- The Washington Times - Wednesday, March 26, 2003

Congress is reassessing the need for some safeguards in the nation's airline security because of "redundancies" in the system, Sen. Trent Lott said yesterday.
The Mississippi Republican mentioned the sky marshal program, which puts two armed sky marshals in first-class seats on many flights, as one of the programs that should be reviewed.
Commercial airplanes also are required to have reinforced cockpit doors and some pilots carry guns.
Mr. Lott, chairman of the Senate Commerce, Science and Transportation aviation subcommittee, said members of Congress are asking, "Do we need all of that? Can we modify that some way?"
"Maybe we do need it all, but I think we're going to need to reassess," said Mr. Lott, who spoke yesterday at a downtown hotel to the Aero Club, an organization of aviation executives.
His concerns about redundancies prompted Transportation Security Administration officials to warn about diminishing airline security.
"Redundancies are critical to a successful aviation-security program," said Robert Johnson, TSA spokesman. The TSA, which operates the sky marshal program, was established by Congress in November 2001.
The redundancies include computerized screening of persons purchasing airline tickets, baggage inspections and random searches of passengers.
The TSA employs "thousands" of sky marshals, Mr. Johnson said. Their budget and exact numbers are classified.
"All of that combines to give us a system of systems that gives us a number of opportunities to identify and stop the threat of a terrorist attack," Mr. Johnson said.
Airlines claim they lose $210 million a year by complying with federal requirements to make seats available for sky marshals.
Some airline industry officials said they agreed security procedures need to be reassessed.
"We would welcome any further review," said Eryn Travis, spokeswoman for the American Association of Airport Executives (AAAE).
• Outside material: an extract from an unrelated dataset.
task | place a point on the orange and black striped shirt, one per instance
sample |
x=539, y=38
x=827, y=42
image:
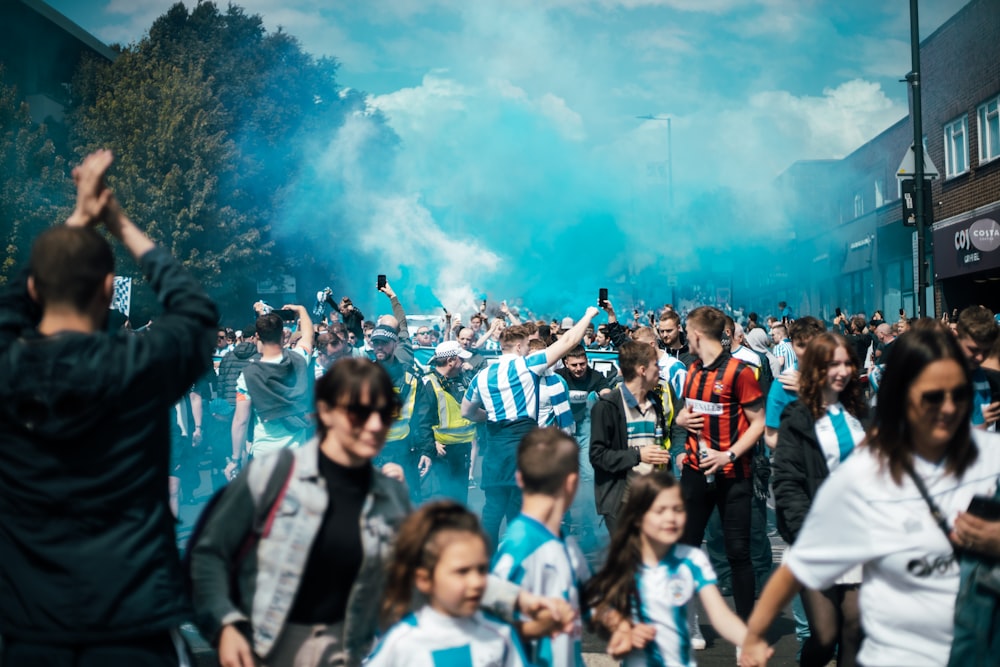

The AAAE has complained that airport executives are required to follow federal security rules without being able to add their input.
"Airports have been asking that the federal government treat them as more of a partner," Miss Travis said.
So far, the airline industry has paid too much of the cost of security required since the September 11 attacks, Mr. Lott said.
"I think we need to take back some of those costs," he said. "I think we've tried to shove too much of it off on the industry."
Instead, taxpayers should pay more of airline-security costs, Mr. Lott said.
He also said the Bush administration is meeting with the congressional leadership this week to determine what kind of financial assistance should be given to airlines as a result of war-related costs.
"There could be some temporary, emergency help," Mr. Lott said.
Senate Majority Leader Bill Frist also said yesterday he expected Congress to approve aid for the aviation industry.
Other congressional leaders and the Bush administration acknowledged aid to airlines is possible soon, but offered few details.
"We are listening to the airlines," said Claire Buchan, White House spokeswoman. "We recognize the situation they are in. We're also obviously going to talk to Congress."
Shares of major U.S. airlines surged after Mr. Frist's announcement of a possible aid package, bringing hope some carriers would be able to avoid bankruptcy.
Shares of AMR Corp., the parent company of American Airlines, closed yesterday at $2.25, up 17 cents. Shares of Delta Air Lines closed at $9.81, up 29 cents.